There Auto Be a Law is a 1953 Warner Bros. Looney Tunes cartoon written by Tedd Pierce and directed by Robert McKimson. The short was released on June 6, 1953. It is a blackout gag cartoon about automobiles.

==Plot==
A narrator (voiced by an uncredited John T. Smith) discusses automobiles and their advancements throughout the last few decades. A meek, short man with a moustache and glasses is seen in many of the sketches. Gags include:
- A pan across many motorists stuck on the road (some of which are beating each other up or yelling at one another) because a woman in the first car is too busy putting on lipstick.
- A man treating his car like a horse, whipping it to make it go faster.
- A bridge that has half the toll, but that's because it's only half finished.
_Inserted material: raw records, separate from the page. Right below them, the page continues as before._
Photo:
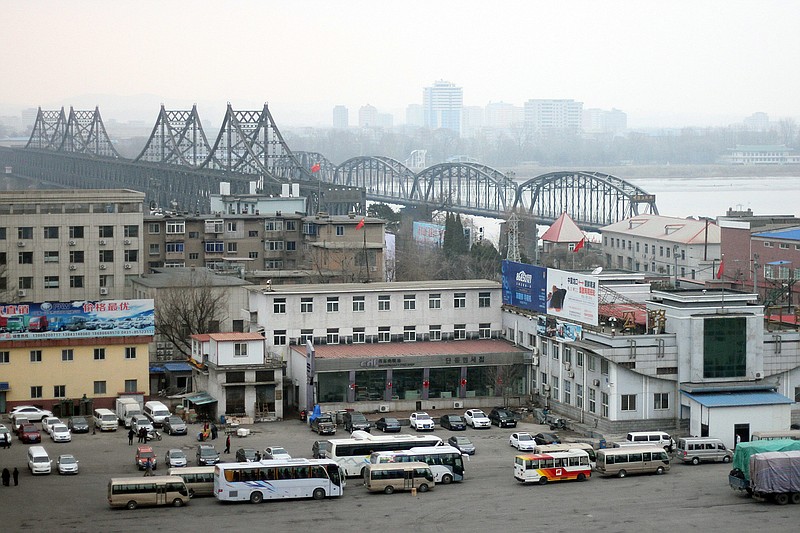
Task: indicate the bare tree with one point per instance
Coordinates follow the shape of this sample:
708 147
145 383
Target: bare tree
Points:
184 311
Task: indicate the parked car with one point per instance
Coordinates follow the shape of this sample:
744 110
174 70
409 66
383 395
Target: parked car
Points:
462 443
245 455
388 424
421 421
67 464
453 422
175 457
78 424
30 412
522 441
173 425
49 422
546 438
276 452
29 434
60 433
477 419
502 417
207 455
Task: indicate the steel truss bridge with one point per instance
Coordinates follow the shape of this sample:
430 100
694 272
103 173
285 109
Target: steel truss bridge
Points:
180 168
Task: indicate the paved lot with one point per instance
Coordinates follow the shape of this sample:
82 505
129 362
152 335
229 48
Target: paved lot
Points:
489 500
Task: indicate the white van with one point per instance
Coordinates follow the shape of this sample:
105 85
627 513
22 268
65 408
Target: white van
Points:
156 412
105 420
38 460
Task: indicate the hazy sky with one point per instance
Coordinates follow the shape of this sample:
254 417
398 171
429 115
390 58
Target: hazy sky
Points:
670 63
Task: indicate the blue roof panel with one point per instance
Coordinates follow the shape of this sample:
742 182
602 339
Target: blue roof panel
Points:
738 399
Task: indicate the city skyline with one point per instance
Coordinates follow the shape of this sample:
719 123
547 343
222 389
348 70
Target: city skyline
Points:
678 64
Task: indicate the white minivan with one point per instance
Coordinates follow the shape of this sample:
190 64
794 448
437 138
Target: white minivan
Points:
38 460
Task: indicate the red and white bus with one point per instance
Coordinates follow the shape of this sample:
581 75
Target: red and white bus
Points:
554 466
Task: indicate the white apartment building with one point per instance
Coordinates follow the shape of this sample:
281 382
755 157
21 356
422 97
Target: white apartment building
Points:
69 245
667 246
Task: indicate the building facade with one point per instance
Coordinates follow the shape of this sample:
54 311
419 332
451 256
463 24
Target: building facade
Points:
69 245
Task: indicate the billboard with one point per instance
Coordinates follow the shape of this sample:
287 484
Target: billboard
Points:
57 320
524 286
572 296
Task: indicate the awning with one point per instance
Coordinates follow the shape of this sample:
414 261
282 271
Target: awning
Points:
200 398
178 367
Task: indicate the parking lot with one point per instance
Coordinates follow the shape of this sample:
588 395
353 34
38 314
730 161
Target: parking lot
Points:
688 496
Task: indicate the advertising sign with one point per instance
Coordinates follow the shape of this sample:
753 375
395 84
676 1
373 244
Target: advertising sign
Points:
428 234
525 286
56 320
572 296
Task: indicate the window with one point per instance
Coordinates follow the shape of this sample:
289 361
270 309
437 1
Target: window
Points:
332 304
176 227
661 400
484 299
332 336
460 300
359 336
628 402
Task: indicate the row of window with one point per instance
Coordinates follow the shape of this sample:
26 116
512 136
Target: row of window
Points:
74 232
384 334
68 354
100 387
384 302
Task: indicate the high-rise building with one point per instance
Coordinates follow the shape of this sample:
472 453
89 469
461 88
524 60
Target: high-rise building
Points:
341 117
442 105
544 115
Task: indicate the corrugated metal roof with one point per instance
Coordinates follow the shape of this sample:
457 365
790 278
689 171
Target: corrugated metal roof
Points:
737 399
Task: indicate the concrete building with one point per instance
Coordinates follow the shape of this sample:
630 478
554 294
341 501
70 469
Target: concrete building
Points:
239 376
69 245
666 246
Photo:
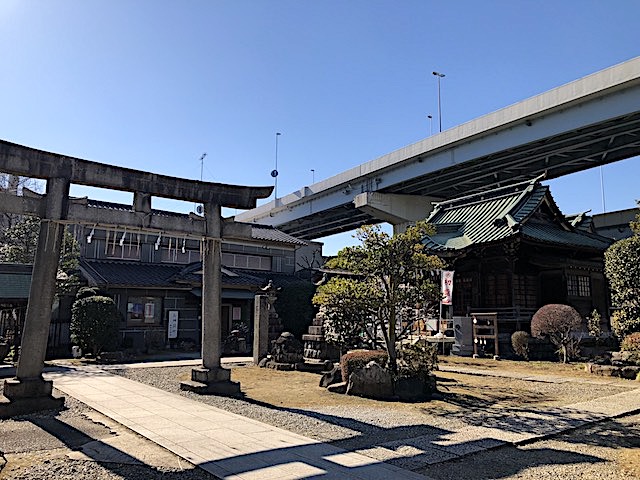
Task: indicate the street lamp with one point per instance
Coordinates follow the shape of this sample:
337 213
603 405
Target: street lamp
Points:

- The meek man parking his car in a lot and getting it back in a paper-thin condition.
- The meek man measuring his car before putting it an auto court garage, but accidentally hitting the car between two close trees.
- The meek man looking both ways before crossing a rural road but still getting hit by a fast-speed car.
- The meek man allowing a stranded motorist to siphon some of his gas, only to swallow the gasoline and begin sputtering down the road like a car.
- The meek man being towed by a fellow motorist but the car frame getting ripped off when the other driver leaves in a hurry.
- The meek man repeatedly stopping at a hamburger stand on a freeway, asking for directions off the freeway. The hamburger stand man (Stan Freberg, uncredited) eventually realizes he doesn't know the way off the freeway and had to open the stand to keep from starving to death. The meek man does the same, only his stand sells mustard and pickles to accompany the burgers.

==Home media==
The film is available on the Looney Tunes Collector's Choice: Volume 3 Blu-ray.